Prompt Shield — Indirect injection detection: Detects malicious instructions embedded in documents fed to the model (the document tells the model to do something harmful). Two separate shields, each independently configurable.
Groundedness detection: Verifies that a model's response is factually supported by the provided grounding documents. Helps detect hallucination in RAG systems.
Protected material detection: Detects if model output contains copyrighted text (song lyrics, news articles, books).
Custom blocklists: Define your own banned words, phrases, or regex patterns specific to your use case.

Decision Table: Text Task → Service

Task	Recommended Service / Feature
Extract named entities from text	Azure AI Language — NER
Detect sentiment + specific aspect opinions	Azure AI Language — Sentiment + Opinion Mining
Transcribe meeting audio with speaker labels	Speech Service — Batch Transcription + Diarization
Translate 10,000 documents to French	Azure Translator — Document Translation (async batch)
Build FAQ chatbot from existing docs	Azure AI Language — Question Answering
Detect PII in medical records	Azure AI Language — PII Detection (PHI endpoint)
Build voice assistant with intent understanding	Speech SDK (STT) + CLU + TTS
Complex nuanced text reasoning	Azure OpenAI — GPT-4o
Detect harmful / unsafe text	Azure Content Safety
Convert Arabic script to Latin characters	Azure Translator — Transliteration
Detect jailbreak in user chat message	Content Safety — Prompt Shield (user)
Summarize using exact source sentences	Azure AI Language — Extractive Summarization
Generate fluent paraphrased summary	Azure AI Language — Abstractive Summarization
Understand spoken commands ("book me a flight")	Speech SDK Intent Recognition (STT + CLU)
Translate technical documents with jargon	Azure Translator — Custom Translator

Memory Hooks

High-impact mnemonics and mental models to anchor exam concepts. These are the patterns that stick when exam pressure is high.

🧠

Language Service Tasks

"NERVES" for Language Tasks

NER • Entity Linking • Redaction (PII) • Verification (sentiment) • Extraction (key phrases) • Summarization. Six core Azure AI Language capabilities in one word.

🎙️

STT Modes

Real-time = live phone call; Batch = recorded voicemail

Real-time recognition streams audio as it's spoken — like a live call center agent.
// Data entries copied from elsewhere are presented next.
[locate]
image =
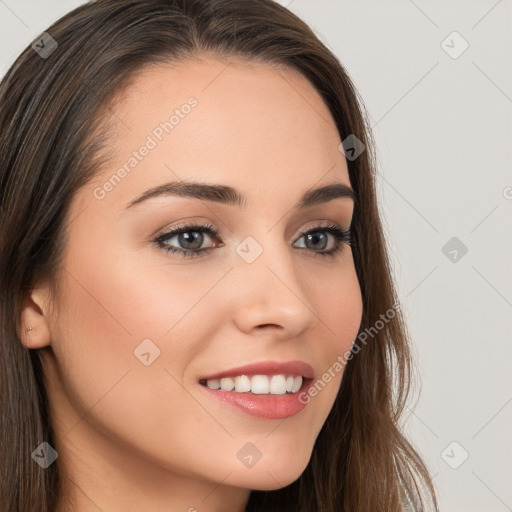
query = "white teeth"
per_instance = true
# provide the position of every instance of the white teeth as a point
(278, 385)
(242, 384)
(258, 384)
(227, 384)
(213, 383)
(297, 383)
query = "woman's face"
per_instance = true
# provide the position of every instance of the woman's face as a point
(139, 326)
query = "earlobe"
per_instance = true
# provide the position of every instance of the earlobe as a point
(34, 329)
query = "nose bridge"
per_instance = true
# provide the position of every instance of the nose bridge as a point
(269, 289)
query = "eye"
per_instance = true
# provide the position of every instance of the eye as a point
(317, 238)
(192, 236)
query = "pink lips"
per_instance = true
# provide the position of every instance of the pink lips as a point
(266, 368)
(265, 406)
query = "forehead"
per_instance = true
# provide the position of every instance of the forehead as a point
(251, 125)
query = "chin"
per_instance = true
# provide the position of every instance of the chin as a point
(272, 476)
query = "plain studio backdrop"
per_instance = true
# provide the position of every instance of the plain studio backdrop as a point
(437, 82)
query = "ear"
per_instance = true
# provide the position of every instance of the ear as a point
(34, 328)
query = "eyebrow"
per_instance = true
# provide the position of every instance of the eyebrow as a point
(225, 194)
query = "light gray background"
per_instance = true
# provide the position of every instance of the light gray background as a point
(443, 129)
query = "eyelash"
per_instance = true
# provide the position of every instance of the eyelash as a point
(340, 235)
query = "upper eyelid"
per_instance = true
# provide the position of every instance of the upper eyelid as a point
(212, 231)
(207, 227)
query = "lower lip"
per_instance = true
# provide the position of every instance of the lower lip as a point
(268, 406)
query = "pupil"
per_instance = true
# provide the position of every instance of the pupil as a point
(315, 237)
(186, 238)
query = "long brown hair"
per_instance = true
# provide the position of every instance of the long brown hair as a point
(52, 142)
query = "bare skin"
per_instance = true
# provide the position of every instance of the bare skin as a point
(133, 437)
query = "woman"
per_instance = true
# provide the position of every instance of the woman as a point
(197, 305)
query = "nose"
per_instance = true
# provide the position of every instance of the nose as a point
(270, 294)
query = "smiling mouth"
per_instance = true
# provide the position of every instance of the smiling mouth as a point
(280, 384)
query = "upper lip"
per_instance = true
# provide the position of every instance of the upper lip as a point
(266, 368)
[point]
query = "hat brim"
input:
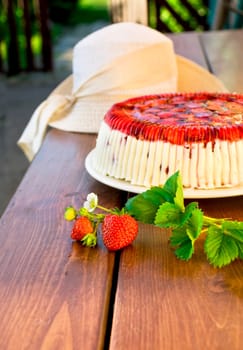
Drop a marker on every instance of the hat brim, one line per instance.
(191, 78)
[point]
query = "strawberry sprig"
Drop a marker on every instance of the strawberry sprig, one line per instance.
(164, 207)
(119, 229)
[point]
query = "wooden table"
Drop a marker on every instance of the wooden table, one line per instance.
(56, 294)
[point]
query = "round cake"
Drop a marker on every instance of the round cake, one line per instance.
(146, 139)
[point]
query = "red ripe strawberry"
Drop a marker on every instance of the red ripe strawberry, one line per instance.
(82, 227)
(118, 231)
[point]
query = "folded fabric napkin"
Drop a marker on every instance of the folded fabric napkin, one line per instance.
(117, 62)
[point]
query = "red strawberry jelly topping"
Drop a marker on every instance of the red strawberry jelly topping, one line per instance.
(180, 117)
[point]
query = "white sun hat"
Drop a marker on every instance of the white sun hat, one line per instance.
(117, 62)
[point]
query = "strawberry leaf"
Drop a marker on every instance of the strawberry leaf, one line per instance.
(145, 205)
(220, 248)
(168, 215)
(233, 229)
(195, 223)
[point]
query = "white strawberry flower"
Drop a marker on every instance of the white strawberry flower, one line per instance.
(91, 203)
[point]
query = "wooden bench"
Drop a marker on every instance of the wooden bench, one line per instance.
(55, 294)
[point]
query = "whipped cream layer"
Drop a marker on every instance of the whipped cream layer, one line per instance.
(214, 164)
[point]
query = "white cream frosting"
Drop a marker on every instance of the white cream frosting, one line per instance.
(150, 163)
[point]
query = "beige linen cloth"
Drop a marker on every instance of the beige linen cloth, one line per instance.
(117, 62)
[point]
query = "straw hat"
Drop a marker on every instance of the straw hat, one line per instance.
(117, 62)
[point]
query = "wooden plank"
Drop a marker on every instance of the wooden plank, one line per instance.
(226, 43)
(164, 303)
(54, 294)
(170, 304)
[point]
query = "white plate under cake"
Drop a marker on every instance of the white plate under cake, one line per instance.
(146, 139)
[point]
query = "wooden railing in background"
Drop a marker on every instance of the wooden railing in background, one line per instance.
(18, 21)
(163, 15)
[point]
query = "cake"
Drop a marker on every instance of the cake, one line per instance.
(146, 139)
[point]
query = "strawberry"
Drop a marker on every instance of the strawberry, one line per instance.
(118, 231)
(81, 228)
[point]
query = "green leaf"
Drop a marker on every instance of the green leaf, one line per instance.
(179, 197)
(168, 215)
(195, 223)
(233, 229)
(145, 205)
(220, 248)
(240, 247)
(188, 212)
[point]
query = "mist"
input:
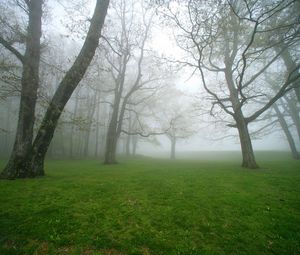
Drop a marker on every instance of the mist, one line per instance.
(156, 83)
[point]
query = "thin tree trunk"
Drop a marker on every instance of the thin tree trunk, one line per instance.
(89, 126)
(134, 144)
(287, 133)
(17, 166)
(97, 126)
(173, 147)
(73, 126)
(246, 144)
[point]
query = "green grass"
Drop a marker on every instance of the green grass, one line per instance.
(150, 206)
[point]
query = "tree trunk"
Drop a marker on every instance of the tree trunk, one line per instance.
(65, 90)
(287, 133)
(110, 149)
(246, 144)
(73, 126)
(17, 166)
(91, 113)
(290, 65)
(97, 126)
(173, 147)
(134, 139)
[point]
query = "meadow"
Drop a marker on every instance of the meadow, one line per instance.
(208, 205)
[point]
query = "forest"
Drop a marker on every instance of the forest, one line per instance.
(149, 127)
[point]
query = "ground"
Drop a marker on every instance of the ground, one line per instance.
(154, 206)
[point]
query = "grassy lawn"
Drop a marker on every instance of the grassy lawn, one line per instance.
(150, 206)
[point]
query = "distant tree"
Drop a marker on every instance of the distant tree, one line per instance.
(224, 40)
(126, 58)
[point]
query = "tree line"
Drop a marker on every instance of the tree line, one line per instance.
(244, 52)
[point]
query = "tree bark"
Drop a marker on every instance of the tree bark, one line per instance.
(65, 90)
(246, 144)
(135, 139)
(91, 112)
(287, 133)
(173, 147)
(18, 163)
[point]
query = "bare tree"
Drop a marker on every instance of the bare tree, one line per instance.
(225, 39)
(126, 63)
(27, 159)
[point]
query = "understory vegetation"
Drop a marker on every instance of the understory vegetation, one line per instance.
(154, 206)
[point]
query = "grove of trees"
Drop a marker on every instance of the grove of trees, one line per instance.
(100, 82)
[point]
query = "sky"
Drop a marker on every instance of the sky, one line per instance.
(165, 44)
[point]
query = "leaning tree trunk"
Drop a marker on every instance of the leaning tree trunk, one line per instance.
(173, 147)
(287, 132)
(17, 166)
(65, 90)
(246, 144)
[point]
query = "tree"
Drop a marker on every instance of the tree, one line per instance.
(27, 159)
(126, 63)
(224, 40)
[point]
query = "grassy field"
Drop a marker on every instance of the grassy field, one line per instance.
(150, 206)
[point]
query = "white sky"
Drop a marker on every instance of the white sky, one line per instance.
(166, 46)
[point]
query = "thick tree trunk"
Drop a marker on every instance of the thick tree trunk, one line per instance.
(173, 147)
(287, 133)
(17, 166)
(246, 144)
(65, 90)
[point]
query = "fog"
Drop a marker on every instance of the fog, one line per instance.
(160, 83)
Batch transcription processes stored audio files asynchronously — like transcribing all yesterday's voicemails overnight.

✏️

Summarization Types

Extractive = highlight pen; Abstractive = your own words

Extractive summary: you take a yellow highlighter and mark sentences that already exist. Abstractive summary: you close the book and write what you remember in your own words. Same distinction in the Azure Language API.

🔄

CLU vs LUIS

CLU is LUIS 2.0 — same concept, newer service

CLU (Conversational Language Understanding) replaces LUIS with same intent/entity model. If an exam scenario describes "LUIS" functionality, the answer is CLU. LUIS is retired; all new development uses CLU.

🎤

Custom Neural Voice

Must apply — Microsoft doesn't let anyone clone voices freely

Custom Neural Voice requires submitting an application to Microsoft and getting approved. Voice talent must give explicit written consent. This is gated to prevent unauthorized voice cloning.

🗣️

SSML Mnemonic

"Slow Speech Makes Listeners" — SSML

SSML controls Speech Speed, eMphasis, and pauses (Length). If you need to control how text is spoken — rate, pitch, breaks, pronunciation — reach for SSML tags inside your TTS call.

😊

Sentiment: Document vs Aspect

Document = how the whole review feels; Aspect = how they feel about the coffee specifically

A 3-star restaurant review could be document-level: "neutral." But opinion mining finds: food=positive, noise=negative, service=negative. Aspect-level is what you need when you care about what drove the sentiment.

🚫

PII Categories

Name, phone, SSN, credit card, email — 5 things you'd never write on a public whiteboard

These are the core PII categories Azure AI Language detects. If a scenario involves protecting any of these from appearing in logs, transcripts, or output, PII Detection (with redaction) is the answer.

👥

Diarization

Diarization = "Who said that?" — speaker labeling in transcripts

Diarization segments a transcript by speaker. A meeting recording comes back labeled "Speaker 1: ... Speaker 2: ..." rather than one unbroken wall of text. Combine with batch transcription for recorded meetings.

🛡️

Prompt Shield

Front door guard + mail screener

Prompt Shield has two modes: user jailbreak (the front door guard — stops bad user messages before they reach the model) and indirect injection (the mail screener — checks documents you feed to the model for hidden instructions). Both can be enabled independently.

📊

Custom NER Evaluation

Precision = "Did I predict correctly?" Recall = "Did I find them all?"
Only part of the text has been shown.